Bariatric surgery is an effective means of treating obesity and its metabolic comorbidities, but these procedures are associated with significant complications that gastroenterologists must be able to recognize and address. Endoscopy plays a critical role in the diagnosis and management of many of these complications.

Ulceration

Ulceration at the gastrojejunal anastomosis (GJA) is a common late complication of RYGB. Incidence has varied widely in the literature, but a recent systematic review and administrative database study report incidence rates of 4.6% to 6.28% of patients ( Fig. 8.2 ). GJA ulceration often develops in the first 3 months postoperatively but can occur at any time. Data from an administrative database showed an increase in the rate of surgical intervention for marginal ulceration over time from 6% at 1 year to 17% at 8 years, suggesting a higher morbidity from marginal ulcerations that occur many years later. Patients typically present with epigastric pain, nausea, vomiting, food intolerance, overt or occult bleeding; however, up to 61% of patients are asymptomatic. Moreover, ulcers can occur at any of the anastomoses created during a RYGB.
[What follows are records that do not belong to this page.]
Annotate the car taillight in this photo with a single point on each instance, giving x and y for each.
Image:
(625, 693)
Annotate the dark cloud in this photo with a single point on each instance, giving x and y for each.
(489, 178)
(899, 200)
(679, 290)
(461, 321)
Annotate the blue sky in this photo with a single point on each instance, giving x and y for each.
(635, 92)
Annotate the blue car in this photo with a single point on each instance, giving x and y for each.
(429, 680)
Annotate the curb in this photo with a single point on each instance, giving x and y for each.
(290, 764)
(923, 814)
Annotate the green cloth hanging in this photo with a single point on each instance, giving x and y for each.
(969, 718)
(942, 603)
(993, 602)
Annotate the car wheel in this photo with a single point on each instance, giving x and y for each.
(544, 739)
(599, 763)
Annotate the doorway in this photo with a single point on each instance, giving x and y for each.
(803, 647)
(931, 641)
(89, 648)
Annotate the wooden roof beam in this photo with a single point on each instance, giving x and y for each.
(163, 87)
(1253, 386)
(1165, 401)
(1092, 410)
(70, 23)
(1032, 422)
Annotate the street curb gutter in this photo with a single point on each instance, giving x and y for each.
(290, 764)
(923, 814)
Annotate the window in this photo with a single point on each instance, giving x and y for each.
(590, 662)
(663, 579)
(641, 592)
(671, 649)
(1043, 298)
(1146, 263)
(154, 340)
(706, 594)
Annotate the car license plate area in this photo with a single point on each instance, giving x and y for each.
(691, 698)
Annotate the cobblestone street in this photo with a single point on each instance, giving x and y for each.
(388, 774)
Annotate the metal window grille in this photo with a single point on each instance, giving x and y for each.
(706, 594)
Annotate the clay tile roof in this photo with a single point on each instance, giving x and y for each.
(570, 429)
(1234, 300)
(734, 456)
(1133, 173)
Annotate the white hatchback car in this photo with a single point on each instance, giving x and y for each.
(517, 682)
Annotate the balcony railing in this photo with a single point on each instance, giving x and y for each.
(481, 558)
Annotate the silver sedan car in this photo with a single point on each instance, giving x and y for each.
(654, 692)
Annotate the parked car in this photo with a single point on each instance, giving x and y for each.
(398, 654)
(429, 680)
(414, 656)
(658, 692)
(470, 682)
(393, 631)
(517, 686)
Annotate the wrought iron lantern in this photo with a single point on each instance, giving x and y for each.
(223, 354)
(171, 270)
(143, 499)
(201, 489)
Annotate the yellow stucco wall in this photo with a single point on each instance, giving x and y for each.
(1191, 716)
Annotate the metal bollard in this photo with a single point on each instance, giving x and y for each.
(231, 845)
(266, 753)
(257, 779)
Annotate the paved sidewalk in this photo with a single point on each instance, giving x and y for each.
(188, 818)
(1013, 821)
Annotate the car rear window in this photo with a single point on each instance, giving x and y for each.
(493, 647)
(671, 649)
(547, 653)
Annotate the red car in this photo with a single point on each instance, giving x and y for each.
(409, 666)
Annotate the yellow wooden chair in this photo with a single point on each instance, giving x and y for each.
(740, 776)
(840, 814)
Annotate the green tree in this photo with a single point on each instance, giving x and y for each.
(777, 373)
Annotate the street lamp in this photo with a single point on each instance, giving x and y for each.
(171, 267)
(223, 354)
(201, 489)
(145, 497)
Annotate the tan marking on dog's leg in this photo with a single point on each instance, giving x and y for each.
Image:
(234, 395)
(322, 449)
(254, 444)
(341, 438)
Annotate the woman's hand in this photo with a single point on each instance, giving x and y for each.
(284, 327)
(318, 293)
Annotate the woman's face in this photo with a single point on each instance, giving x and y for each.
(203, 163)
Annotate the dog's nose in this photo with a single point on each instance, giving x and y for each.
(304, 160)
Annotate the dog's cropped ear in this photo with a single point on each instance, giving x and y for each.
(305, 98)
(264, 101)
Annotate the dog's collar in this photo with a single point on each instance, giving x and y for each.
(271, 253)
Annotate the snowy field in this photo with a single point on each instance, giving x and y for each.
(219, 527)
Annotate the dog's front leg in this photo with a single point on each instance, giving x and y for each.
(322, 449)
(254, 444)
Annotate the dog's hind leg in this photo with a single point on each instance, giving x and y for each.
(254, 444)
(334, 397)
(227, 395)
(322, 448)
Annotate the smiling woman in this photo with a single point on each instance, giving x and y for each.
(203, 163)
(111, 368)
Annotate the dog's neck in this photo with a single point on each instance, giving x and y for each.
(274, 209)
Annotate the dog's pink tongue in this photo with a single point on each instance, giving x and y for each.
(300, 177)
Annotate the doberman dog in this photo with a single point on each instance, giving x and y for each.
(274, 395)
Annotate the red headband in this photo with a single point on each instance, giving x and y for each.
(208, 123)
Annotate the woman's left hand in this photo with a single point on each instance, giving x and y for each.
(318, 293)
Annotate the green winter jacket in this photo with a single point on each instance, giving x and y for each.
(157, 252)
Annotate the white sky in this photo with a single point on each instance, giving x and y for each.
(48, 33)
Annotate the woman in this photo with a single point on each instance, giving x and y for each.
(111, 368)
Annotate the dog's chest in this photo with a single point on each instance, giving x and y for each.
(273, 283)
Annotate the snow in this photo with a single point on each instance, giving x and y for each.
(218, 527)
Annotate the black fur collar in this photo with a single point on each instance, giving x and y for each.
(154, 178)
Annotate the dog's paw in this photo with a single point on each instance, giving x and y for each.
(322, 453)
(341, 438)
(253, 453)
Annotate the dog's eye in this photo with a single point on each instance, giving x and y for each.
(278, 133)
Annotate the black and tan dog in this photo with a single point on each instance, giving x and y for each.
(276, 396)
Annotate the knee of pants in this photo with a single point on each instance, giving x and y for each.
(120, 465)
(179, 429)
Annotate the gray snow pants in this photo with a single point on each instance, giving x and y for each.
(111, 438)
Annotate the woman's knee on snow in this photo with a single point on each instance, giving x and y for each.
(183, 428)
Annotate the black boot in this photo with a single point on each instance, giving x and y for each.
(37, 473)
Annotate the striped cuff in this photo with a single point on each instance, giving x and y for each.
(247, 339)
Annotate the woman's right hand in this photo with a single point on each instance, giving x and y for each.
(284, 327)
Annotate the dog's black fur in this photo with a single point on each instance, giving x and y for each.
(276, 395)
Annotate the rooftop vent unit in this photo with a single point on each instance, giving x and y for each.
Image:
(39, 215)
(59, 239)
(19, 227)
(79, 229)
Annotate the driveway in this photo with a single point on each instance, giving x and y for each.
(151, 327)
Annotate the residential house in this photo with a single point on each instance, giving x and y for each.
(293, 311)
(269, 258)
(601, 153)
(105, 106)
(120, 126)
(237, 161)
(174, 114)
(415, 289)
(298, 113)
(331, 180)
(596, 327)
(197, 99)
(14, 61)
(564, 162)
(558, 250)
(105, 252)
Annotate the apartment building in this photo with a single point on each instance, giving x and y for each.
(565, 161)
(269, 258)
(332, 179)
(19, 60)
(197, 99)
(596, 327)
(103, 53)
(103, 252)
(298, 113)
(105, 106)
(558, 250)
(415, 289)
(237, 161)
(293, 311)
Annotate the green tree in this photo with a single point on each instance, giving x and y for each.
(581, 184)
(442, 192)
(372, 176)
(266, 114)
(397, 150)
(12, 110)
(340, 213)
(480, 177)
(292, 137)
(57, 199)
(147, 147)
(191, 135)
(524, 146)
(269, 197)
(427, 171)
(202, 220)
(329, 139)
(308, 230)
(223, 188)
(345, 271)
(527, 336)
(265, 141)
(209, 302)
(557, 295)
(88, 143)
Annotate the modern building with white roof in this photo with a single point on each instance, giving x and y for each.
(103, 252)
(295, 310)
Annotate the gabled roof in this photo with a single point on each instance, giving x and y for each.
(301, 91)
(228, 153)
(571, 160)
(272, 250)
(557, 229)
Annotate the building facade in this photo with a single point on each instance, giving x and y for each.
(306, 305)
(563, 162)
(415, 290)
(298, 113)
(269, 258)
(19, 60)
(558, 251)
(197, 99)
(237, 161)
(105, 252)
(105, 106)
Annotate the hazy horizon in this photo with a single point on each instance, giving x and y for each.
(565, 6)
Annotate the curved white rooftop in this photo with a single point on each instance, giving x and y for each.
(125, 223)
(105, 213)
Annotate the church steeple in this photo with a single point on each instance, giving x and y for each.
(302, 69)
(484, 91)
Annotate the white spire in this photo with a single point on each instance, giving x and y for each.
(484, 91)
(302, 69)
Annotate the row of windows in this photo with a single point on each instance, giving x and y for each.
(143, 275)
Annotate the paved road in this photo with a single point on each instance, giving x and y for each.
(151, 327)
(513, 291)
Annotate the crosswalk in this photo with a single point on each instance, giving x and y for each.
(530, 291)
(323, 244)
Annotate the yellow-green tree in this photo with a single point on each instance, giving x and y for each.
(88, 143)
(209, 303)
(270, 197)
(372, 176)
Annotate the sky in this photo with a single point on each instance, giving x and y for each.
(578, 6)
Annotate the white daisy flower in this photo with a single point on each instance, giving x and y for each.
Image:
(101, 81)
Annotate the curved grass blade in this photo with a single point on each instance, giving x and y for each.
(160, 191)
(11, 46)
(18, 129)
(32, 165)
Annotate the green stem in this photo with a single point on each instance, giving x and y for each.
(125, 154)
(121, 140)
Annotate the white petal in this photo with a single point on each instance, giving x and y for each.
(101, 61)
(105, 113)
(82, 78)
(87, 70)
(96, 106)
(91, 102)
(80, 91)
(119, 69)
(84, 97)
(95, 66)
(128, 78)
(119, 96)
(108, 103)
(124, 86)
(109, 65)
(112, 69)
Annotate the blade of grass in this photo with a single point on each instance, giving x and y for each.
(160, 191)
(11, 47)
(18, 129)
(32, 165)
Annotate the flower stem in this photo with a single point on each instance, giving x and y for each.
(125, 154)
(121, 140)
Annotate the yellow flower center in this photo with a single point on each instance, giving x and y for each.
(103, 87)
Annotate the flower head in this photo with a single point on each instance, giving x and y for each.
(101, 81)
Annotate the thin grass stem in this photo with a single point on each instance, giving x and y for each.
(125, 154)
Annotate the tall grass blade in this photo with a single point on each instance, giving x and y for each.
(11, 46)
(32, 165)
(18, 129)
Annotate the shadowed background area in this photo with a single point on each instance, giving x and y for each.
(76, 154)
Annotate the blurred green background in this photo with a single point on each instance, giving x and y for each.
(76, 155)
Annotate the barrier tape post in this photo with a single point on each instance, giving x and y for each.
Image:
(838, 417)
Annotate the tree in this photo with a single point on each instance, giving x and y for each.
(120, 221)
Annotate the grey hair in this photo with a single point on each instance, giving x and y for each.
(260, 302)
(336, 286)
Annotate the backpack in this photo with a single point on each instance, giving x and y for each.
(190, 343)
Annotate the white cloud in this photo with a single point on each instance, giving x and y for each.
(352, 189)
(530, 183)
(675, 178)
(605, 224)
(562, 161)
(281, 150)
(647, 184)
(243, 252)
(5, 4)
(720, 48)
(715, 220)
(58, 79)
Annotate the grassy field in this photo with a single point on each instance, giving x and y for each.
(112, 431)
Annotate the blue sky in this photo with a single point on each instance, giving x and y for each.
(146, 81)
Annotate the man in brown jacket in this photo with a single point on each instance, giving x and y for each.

Fig. 8.2, A, Anastomotic ulcer. B, Jejunal ulcer.

Anastomotic ulcers may be due to small amounts of acid produced by the gastric pouch, ischemia, bile acid reflux, Hp infection, NSAIDs, smoking, alcohol, foreign bodies such as non-absorbable sutures or staples, or tension on the Roux limb. Gastrogastric fistula and staple line disruption also may result in ulceration from exposure to acid.

Evaluation for anastomotic ulceration may be performed with water-soluble contrast media (e.g., gastrografin) or careful endoscopy any time after surgery. Endoscopic evaluation should include the gastric pouch, GJA, and proximal Roux limb. This may be accomplished with a pediatric colonoscope, however a deep enteroscopy system is often necessary to reach the duodenum and excluded stomach. Size, depth, and potential etiologic factors should be noted for each ulcer. Hp fecal antigen testing may be the easiest and most accurate way to confirm the presence of Hp.

Treatment of ulceration is multifaceted. In patients with RYGB, anastomotic ulcers should be treated with soluble PPI or capsules that are broken open, taken twice daily, and tapered over 6 months. Sucralfate solution at 1 g 4 times daily should be used concurrently when possible; the tablet form of PPI does not appear to be as effective. Bile reflux can be treated with bile acid binders such as cholestyramine or colestipol. Smoking cessation is critical. Control of diabetes should be optimized. NSAIDs should be discontinued, if possible, or combined with PPI or PGE1 therapy if needed long term. Hp should be treated if active infection is found. Visible sutures or staples within the ulcer should be removed. Repeat upper endoscopy to check for healing is recommended at 2 to 3 months after initiation of medical therapy. If the ulcer fails to heal with maximal medical therapy, surgical revision has been the traditional next step in therapy. Endoscopic therapy using an endoscopic suturing system to oversew and cover the ulceration has also been reported in a limited case series.